BP has signed a preliminary agreement with the Iraqi government to develop the Kirkuk oil fields, marking its return after a five-year absence.
This agreement is part of a new contractual approach in which profits will be shared between the British company and the Iraqi state, in place of the traditional service contracts that had kept the oil majors away from the country.
This new strategy responds to Iraq’s desire to increase its oil production while making its contracts more attractive to foreign investors.
The agreement, which covers four oil and gas fields, including Kirkuk, aims to revitalize a key region for Iraq’s oil economy.
Under-exploited production potential
The Kirkuk oil fields, discovered in 1927, contain an estimated 9 billion barrels of recoverable oil.
At present, production is running at around 245,000 barrels a day, far from its maximum potential.
BP plans to modernize existing infrastructure and build new facilities to stabilize and increase production.
Control of the Kirkuk region has been the scene of geopolitical tensions in recent years, negatively influencing oil operations.
However, with the restoration of control by the Iraqi central government in 2017, followed by the resumption of studies by BP, the conditions appear ripe for an effective resumption of operations.
Strategic prospects for Iraq and BP
The adoption of the profit-sharing model marks a turning point in the management of Iraq’s oil resources, making it possible to offer more competitive terms to investors.
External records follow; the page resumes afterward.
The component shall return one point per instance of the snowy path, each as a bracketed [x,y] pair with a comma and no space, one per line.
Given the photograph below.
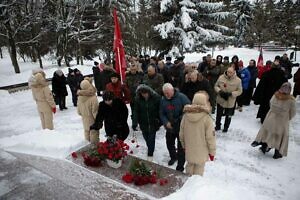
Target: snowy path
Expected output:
[239,170]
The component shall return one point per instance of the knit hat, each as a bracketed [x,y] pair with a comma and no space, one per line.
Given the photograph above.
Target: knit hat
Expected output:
[285,88]
[241,64]
[108,95]
[226,58]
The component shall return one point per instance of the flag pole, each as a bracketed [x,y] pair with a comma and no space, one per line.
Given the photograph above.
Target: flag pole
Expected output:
[120,65]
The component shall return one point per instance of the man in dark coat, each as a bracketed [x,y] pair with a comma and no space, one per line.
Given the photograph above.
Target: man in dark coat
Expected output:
[113,111]
[252,83]
[146,114]
[97,78]
[74,79]
[286,66]
[270,82]
[196,83]
[59,88]
[154,79]
[171,111]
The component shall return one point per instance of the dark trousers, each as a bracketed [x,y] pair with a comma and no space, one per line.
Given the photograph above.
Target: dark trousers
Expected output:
[74,97]
[171,136]
[248,96]
[61,100]
[227,112]
[149,138]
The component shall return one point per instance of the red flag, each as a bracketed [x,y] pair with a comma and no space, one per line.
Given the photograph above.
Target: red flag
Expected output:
[260,61]
[120,62]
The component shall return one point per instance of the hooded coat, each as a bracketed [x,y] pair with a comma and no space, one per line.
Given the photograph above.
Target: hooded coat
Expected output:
[43,98]
[197,133]
[275,129]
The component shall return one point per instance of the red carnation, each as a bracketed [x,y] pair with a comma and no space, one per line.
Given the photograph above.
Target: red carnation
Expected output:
[127,178]
[74,155]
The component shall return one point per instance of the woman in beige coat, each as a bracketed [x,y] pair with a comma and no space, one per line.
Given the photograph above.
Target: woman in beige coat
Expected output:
[87,108]
[197,134]
[274,132]
[43,98]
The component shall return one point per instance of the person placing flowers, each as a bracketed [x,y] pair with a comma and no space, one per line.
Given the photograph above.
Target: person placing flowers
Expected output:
[146,114]
[114,113]
[197,134]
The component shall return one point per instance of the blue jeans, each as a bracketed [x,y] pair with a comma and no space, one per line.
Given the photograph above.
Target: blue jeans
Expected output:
[150,141]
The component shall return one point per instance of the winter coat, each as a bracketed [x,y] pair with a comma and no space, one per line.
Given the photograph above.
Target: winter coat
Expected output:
[286,66]
[275,129]
[297,82]
[119,90]
[190,88]
[212,74]
[262,70]
[228,84]
[59,83]
[197,134]
[270,82]
[41,93]
[253,76]
[132,81]
[114,117]
[175,75]
[98,78]
[155,82]
[87,104]
[171,110]
[245,77]
[146,112]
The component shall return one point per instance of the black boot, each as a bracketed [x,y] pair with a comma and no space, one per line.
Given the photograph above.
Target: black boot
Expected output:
[277,154]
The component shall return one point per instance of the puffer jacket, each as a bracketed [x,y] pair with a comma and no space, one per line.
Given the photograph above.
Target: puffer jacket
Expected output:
[197,133]
[146,112]
[228,84]
[41,92]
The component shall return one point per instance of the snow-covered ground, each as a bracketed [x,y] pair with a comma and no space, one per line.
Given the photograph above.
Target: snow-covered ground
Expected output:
[238,172]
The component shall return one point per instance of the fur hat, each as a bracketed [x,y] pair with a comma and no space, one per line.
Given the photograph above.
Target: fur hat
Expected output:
[285,88]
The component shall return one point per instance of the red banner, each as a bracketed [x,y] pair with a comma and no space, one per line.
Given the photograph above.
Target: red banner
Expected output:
[120,61]
[260,61]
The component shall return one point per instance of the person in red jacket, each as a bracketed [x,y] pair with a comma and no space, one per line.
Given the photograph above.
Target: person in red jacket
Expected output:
[262,70]
[120,91]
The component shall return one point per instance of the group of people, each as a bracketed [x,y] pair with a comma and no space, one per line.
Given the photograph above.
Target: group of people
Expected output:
[181,97]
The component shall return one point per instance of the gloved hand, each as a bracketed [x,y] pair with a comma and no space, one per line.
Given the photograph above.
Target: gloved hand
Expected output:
[54,110]
[134,127]
[96,126]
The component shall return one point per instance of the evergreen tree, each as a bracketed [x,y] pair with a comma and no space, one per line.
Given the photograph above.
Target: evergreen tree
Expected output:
[242,10]
[192,24]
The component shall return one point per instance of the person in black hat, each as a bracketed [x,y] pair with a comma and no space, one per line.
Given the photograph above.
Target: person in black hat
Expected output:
[114,113]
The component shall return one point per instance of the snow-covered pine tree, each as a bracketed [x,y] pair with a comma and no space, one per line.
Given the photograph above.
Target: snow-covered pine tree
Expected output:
[192,24]
[243,14]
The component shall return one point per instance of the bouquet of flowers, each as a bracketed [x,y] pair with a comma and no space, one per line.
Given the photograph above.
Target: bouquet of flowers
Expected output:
[140,174]
[112,149]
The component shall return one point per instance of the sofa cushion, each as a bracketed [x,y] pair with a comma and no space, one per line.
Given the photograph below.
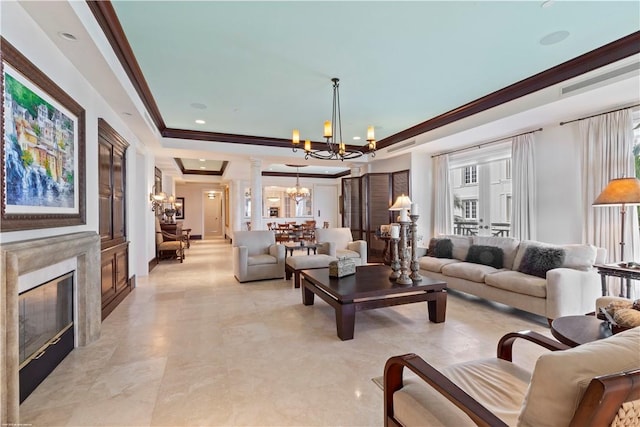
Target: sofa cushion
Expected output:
[434,264]
[508,245]
[561,377]
[460,245]
[577,256]
[537,260]
[440,248]
[517,282]
[468,270]
[486,255]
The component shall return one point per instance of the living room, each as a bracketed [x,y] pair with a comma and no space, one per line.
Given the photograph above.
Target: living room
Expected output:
[100,86]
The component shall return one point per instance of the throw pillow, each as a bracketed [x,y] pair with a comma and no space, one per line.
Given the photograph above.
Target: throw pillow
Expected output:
[440,248]
[486,255]
[537,260]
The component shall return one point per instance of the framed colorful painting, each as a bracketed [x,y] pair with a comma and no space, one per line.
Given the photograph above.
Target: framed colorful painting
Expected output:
[43,149]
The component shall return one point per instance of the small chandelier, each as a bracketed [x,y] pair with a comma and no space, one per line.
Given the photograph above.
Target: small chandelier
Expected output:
[298,193]
[335,150]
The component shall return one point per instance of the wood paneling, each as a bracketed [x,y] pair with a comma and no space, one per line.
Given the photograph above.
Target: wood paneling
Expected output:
[365,206]
[113,231]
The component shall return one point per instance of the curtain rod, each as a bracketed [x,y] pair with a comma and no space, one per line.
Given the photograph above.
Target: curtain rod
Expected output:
[486,143]
[599,114]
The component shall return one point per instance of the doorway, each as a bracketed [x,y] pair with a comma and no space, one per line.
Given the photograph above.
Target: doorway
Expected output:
[212,214]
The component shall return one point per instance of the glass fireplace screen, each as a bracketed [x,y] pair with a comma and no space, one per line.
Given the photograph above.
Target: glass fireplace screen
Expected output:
[45,312]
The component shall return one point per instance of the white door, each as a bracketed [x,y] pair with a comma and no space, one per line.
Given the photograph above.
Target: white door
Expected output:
[325,205]
[212,215]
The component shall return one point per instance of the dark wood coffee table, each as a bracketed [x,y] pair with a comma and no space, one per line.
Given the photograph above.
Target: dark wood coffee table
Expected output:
[370,288]
[577,330]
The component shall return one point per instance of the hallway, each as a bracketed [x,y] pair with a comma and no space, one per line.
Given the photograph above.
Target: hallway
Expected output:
[192,346]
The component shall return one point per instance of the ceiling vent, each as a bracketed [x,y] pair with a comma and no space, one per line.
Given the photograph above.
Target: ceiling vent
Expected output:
[599,80]
[401,146]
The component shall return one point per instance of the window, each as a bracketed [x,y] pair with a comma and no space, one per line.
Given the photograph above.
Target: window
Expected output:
[471,175]
[481,187]
[470,208]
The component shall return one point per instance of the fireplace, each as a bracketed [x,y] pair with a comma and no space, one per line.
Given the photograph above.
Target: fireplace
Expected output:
[46,335]
[21,262]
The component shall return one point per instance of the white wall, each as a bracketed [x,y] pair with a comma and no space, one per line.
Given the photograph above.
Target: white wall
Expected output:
[40,50]
[559,193]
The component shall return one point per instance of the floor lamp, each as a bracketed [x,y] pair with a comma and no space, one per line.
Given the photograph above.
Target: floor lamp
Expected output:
[621,192]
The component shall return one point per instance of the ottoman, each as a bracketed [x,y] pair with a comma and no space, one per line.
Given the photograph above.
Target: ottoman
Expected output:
[296,263]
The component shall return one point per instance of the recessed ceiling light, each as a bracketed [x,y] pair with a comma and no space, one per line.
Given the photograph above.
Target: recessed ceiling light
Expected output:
[67,36]
[553,38]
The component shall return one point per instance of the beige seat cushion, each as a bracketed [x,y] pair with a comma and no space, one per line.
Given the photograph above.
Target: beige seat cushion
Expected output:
[561,377]
[434,264]
[518,282]
[300,262]
[468,271]
[498,385]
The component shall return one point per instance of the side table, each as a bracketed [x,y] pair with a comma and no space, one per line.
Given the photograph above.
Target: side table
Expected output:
[616,271]
[576,330]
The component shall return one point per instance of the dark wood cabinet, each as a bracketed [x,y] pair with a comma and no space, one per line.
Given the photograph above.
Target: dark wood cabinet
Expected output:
[116,283]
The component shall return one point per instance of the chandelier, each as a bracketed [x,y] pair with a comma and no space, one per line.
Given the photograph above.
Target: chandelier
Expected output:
[333,129]
[298,193]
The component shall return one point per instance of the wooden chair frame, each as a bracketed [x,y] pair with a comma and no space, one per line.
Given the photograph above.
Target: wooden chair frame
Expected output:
[598,407]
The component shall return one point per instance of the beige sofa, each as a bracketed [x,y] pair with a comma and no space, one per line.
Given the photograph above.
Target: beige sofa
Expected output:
[256,256]
[569,289]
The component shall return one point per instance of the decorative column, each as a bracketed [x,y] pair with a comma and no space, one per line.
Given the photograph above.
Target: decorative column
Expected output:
[415,276]
[404,278]
[256,194]
[395,262]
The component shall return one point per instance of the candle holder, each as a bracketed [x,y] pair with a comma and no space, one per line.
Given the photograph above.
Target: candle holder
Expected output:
[395,262]
[404,278]
[415,266]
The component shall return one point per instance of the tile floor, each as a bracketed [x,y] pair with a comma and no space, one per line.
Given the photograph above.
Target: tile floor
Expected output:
[191,346]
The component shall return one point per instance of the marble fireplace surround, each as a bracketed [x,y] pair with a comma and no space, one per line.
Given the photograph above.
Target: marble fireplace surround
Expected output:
[19,258]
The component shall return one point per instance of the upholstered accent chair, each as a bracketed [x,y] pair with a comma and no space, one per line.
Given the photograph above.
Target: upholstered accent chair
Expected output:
[595,384]
[339,243]
[167,242]
[256,256]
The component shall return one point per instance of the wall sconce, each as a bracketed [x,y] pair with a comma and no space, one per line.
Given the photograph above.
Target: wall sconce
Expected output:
[157,201]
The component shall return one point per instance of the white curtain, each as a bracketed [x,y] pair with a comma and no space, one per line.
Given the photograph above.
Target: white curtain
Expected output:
[442,197]
[523,190]
[607,153]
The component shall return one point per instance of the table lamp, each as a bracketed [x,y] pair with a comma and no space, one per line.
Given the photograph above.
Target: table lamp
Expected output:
[621,192]
[402,204]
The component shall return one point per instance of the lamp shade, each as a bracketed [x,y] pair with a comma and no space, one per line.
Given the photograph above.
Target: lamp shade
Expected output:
[402,202]
[620,191]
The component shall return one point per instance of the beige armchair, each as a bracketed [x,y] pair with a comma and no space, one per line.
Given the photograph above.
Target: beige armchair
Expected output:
[256,256]
[339,243]
[167,242]
[595,384]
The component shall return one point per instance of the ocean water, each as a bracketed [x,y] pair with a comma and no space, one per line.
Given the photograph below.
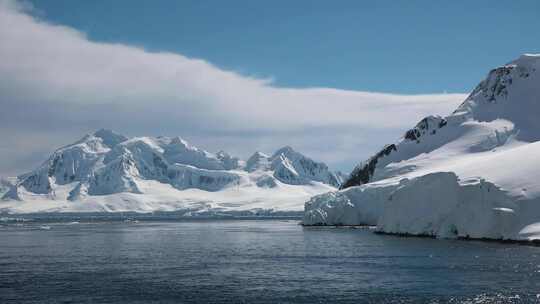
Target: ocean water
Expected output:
[252,261]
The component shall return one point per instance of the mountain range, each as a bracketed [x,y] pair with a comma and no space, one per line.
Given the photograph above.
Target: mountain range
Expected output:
[106,171]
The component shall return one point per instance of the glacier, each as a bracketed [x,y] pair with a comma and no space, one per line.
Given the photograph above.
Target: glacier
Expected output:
[472,174]
[108,172]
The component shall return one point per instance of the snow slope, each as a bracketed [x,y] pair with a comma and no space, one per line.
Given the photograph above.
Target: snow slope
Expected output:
[105,171]
[474,173]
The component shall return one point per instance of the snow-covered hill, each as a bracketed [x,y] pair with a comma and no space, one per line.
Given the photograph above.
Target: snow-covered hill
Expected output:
[474,173]
[105,171]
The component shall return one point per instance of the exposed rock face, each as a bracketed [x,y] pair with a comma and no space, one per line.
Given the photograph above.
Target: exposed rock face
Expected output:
[471,174]
[363,172]
[105,163]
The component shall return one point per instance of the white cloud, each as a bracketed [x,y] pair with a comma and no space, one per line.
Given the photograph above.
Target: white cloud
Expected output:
[56,84]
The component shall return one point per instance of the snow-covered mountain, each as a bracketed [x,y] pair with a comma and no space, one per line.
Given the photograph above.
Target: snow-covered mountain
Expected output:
[105,171]
[6,184]
[474,173]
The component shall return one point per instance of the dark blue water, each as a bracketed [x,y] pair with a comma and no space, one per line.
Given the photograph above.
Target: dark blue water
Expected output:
[255,261]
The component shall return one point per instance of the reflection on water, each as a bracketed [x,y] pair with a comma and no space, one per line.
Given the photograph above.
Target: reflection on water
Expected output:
[252,261]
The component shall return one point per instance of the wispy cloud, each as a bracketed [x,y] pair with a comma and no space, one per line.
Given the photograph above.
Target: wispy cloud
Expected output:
[56,84]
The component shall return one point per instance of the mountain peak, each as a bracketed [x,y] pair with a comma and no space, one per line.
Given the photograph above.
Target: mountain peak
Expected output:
[109,137]
[284,150]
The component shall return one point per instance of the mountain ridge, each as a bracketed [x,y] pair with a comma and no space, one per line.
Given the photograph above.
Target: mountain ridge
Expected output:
[471,174]
[104,164]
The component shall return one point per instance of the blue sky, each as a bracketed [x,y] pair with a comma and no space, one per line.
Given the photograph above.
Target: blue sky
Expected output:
[384,46]
[336,80]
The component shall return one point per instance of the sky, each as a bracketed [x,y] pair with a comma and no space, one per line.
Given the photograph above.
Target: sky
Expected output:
[334,79]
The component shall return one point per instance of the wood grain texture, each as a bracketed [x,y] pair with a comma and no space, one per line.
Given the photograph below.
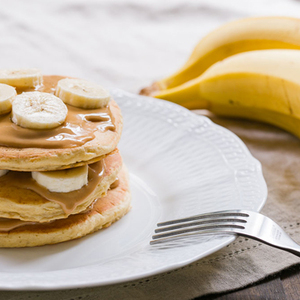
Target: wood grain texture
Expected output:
[283,286]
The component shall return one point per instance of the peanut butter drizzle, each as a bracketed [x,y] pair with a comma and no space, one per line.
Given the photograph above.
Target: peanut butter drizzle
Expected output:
[68,201]
[10,224]
[115,184]
[78,129]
By re-engaging in Iraq, BP is confirming its interest in a high-potential market, while responding to new contractual expectations that could redefine relations between the Iraqi government and international oil companies.
BP’s return could serve as an example for other major companies, encouraging renewed foreign investment in Iraq’s energy sector.
Finalization of the agreement is scheduled for early 2025, heralding a period of renewal for the Kirkuk oil fields and an increase in domestic production capacity.